Moreover, not only do the two standards address different issues, they also are different in substance. When a court reviews the legal merits of a claim for purposes of Ex parte Young, it reviews only whether a violation of federal law is alleged; appellate review of allegations is necessarily deferential, and only frivolous and insubstantial claims will not survive its scrutiny. See Dairy Mart, 411 F.3d at 374. When, however, a court reviews the legal merits for purposes of the Eleventh Amendment, as such, the scope of its review is strictly limited to whether Congress has “unequivocally expressed” its intention to abrogate state sovereign immunity and whether the legislation is enacted “pursuant to a valid grant of constitutional authority.” Lane, 541 U.S. at 517, 124 S.Ct. 1978. That limitation was not expanded by the holding of Vermont Agency. Rather, Vermont Agency explained that there are circumstances in which the unequivocally expressed inquiry runs coterminous with the legal merits inquiry, as when the merits question is whether the statute was intended to apply to the states as such. See Vermont Agency, 529 U.S. at 779-80, 120 S.Ct. 1858.

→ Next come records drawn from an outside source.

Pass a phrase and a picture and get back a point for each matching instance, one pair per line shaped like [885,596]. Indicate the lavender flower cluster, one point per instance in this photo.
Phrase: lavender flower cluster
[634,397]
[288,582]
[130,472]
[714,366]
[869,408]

This has been a relatively long discussion on a rather simple and settled matter. But it is our hope that clarification of the principles concerning the scope of our review in this context will be helpful to future litigants coming before us.

CONCLUSION

We have considered carefully the other arguments of the parties and find them to be either unnecessary to the appeal’s resolution or without merit.

Affirmed.

. Section 304 of the Bankruptcy Code, 11 U.S.C. § 304, has been repealed and replaced by various provisions in the new chapter 15 of Title 11. See Bankruptcy Abuse Prevention and Consumer Protection Act of 2005, Pub.L. No. 109-8, § 802(d)(3), 119 Stat. 23, 146. As the new provisions are largely inapplicable to this case, see id. § 1501, 119 Stat. at 216, we refer throughout this opinion to the version of the Code prior to the 2005 amendments, viz, Title 11, U.S.C. (2000).